日本政府の二枚舌

個人補償についての日本政府の態度を見てみよう。

(1)日本政府が原爆被害についての補償請求権をサンフランシスコ講和条約で勝手に放棄した、と考えた原爆被害者は実は日本政府に対して求償請求の訴訟を起こしていてそれに対する判決がこれである。

対日平和条約第19条にいう『日本国民の権利』は、国民自身の請求権を基礎とする日本国の賠償請求権、すなわちいわゆる外交的保護権のみを指すものと解すべきである。

・・・イタリアほか5ヵ国との平和条約に規定されているような請求権の消滅条項およびこれに対する補償条項は、対日平和条約には規定されていないから、このような個人の請求権まで放棄したものとはいえない。仮にこれを含む趣旨であると解されるとしても、それは放棄できないものを放棄したと記載しているにとどまり、国民の請求権はこれによって消滅しない。したがって、仮に原告等に請求権があるものとすれば、対日平和条約により放棄されたものでないから、何ら原告等が権利を侵害されたことにはならない
(1963年12月7日、東京地裁原爆訴訟判決の摘示。判例時報355号P17)

判決は日本政府の主張を全面的に認め訴えを退けた。その主張は何かというと、「サンフランシスコ講和条約で日本政府が放棄したのは国家による賠償請求権で、個人による請求権は放棄していない(そもそもそれは国家が放棄できるものではない)ので、文句があるならアメリカに言ってね」というものだった。


(2)シベリア抑留についての個人補償についての日本政府の答弁がこれである。

日ソ共同宣言第六項におきます請求権の放棄という点は、国家自身の請求権及び国家が自動的に持っておると考えられております外交保護権の放棄ということでございます。したがいまして、御指摘のように我が国国民個人からソ連またはその国民に対する請求権までも放棄したものではないというふうに考えております。
(平成3年3月26日、参議院内閣委員会での外務省答弁)

これも全く同じ。「個人請求権は放棄していないから文句があるならソ連に言ってね」と日本政府は主張している。


(3)対韓国については日本政府が個人補償請求権まで放棄はしていないと仄めかしていることは以前に述べたのでここでは繰り返さない。しかし日本はサンフランシスコ講和条約で韓国に対してではなく、アメリカ(連合国)に対して所有権を放棄したのだから「文句があるなら韓国に」とは言えないのだが。


戦争被害者に「個人補償請求権は国家間条約では放棄していない(出来ない)ので、文句があるなら加害国に」と一貫して主張してきた日本政府の目論見はまだ戦争の記憶が癒えない頃に国内で起きた(あるいは頻発すると予想される)「自国民からの」補償請求から逃げるためであった。

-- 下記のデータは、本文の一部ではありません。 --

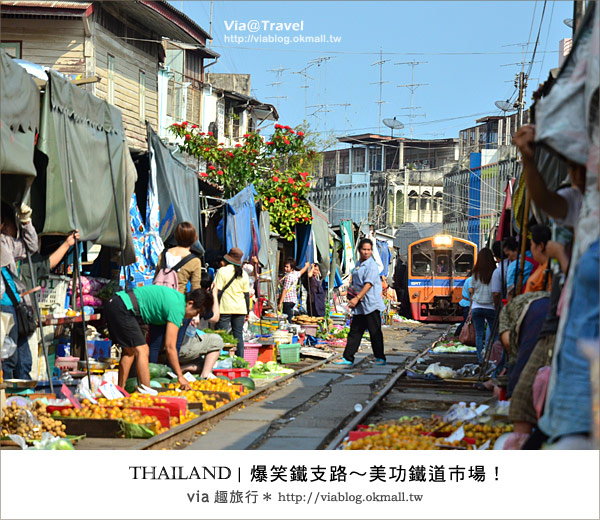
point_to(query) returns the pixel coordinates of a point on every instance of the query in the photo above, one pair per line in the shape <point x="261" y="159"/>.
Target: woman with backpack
<point x="180" y="261"/>
<point x="176" y="267"/>
<point x="233" y="286"/>
<point x="482" y="301"/>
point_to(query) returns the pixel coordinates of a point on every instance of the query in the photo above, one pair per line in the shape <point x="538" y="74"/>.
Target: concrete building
<point x="474" y="193"/>
<point x="489" y="133"/>
<point x="385" y="181"/>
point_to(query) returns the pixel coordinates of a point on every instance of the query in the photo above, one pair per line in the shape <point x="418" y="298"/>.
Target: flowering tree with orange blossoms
<point x="279" y="168"/>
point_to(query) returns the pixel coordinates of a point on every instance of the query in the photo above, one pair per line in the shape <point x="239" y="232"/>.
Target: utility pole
<point x="521" y="84"/>
<point x="412" y="86"/>
<point x="380" y="83"/>
<point x="209" y="23"/>
<point x="578" y="10"/>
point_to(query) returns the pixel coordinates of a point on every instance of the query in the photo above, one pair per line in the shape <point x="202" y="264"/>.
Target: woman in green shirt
<point x="151" y="305"/>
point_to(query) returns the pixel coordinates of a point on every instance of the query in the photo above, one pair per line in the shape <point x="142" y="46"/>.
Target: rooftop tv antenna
<point x="393" y="124"/>
<point x="412" y="86"/>
<point x="318" y="62"/>
<point x="505" y="106"/>
<point x="380" y="101"/>
<point x="306" y="86"/>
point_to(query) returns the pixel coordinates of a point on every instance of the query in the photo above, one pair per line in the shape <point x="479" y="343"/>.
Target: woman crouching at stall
<point x="155" y="305"/>
<point x="367" y="304"/>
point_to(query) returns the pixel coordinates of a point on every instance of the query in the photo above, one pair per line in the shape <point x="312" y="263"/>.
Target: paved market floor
<point x="304" y="414"/>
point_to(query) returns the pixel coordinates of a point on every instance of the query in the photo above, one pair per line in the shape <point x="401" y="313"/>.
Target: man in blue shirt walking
<point x="367" y="303"/>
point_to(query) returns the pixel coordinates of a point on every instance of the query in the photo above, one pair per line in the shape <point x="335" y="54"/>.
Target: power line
<point x="412" y="86"/>
<point x="380" y="83"/>
<point x="367" y="53"/>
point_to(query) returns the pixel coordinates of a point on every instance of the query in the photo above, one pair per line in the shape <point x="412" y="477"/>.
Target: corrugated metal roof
<point x="48" y="4"/>
<point x="409" y="232"/>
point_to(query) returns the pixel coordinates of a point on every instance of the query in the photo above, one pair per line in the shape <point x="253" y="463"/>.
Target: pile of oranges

従ってこれまでの日本の「他国民からの」戦後補償裁判での戦略は基本的には「民法上の除斥期間」や「国家無答責」の法理を用いて退けようとするものだった。


しかしそれだけでは敗訴するケースが出てきた為と、戦後60年以上が経ち日本国内での補償請求訴訟が今後あまりありそうにないことを踏まえて、最近では「そもそも国家間条約で全て解決済み論」を主張し始めたのである。

平和条約14条(b)にいう『請求権の放棄』とは、日本国及び日本国民が連合国国民による国内法上の権利に基づく請求に応ずる法律上の義務が消滅したものとして、これを拒絶することができる旨が定められたものと解すべきである。
(オランダ人元捕虜・民間抑留者損害賠償請求事件の控訴審における2001年2月27日付準備書面

ちなみに元々日本政府の主張していた「外交保護権のみ放棄論(=文句があるなら加害国に言ってね論)」については基本的には国際法の原則とはそぐわないものであり、当時もマイナーな説である(しかし近年は「国家の権利と個人の権利は別」という議論が戦争被害にあった人たちの「人権擁護」の観点から提起されている)。しかし日本政府は少数説であることを知りつつ逆手にとって強弁=「自国民」を騙し(ここにねじれがある)、そして後に都合が悪くなったら「通説」の見解を採って「他国民」を欺こうとしているのである。


日本政府の戦争責任に対するこれらの「二枚舌」を自称愛国者たちはどのように受け止めるのか、興味深いところではある(日本政府はひたすら誠意を尽くしてきたという「物語」が彼らの中では人気が高いようですがw)。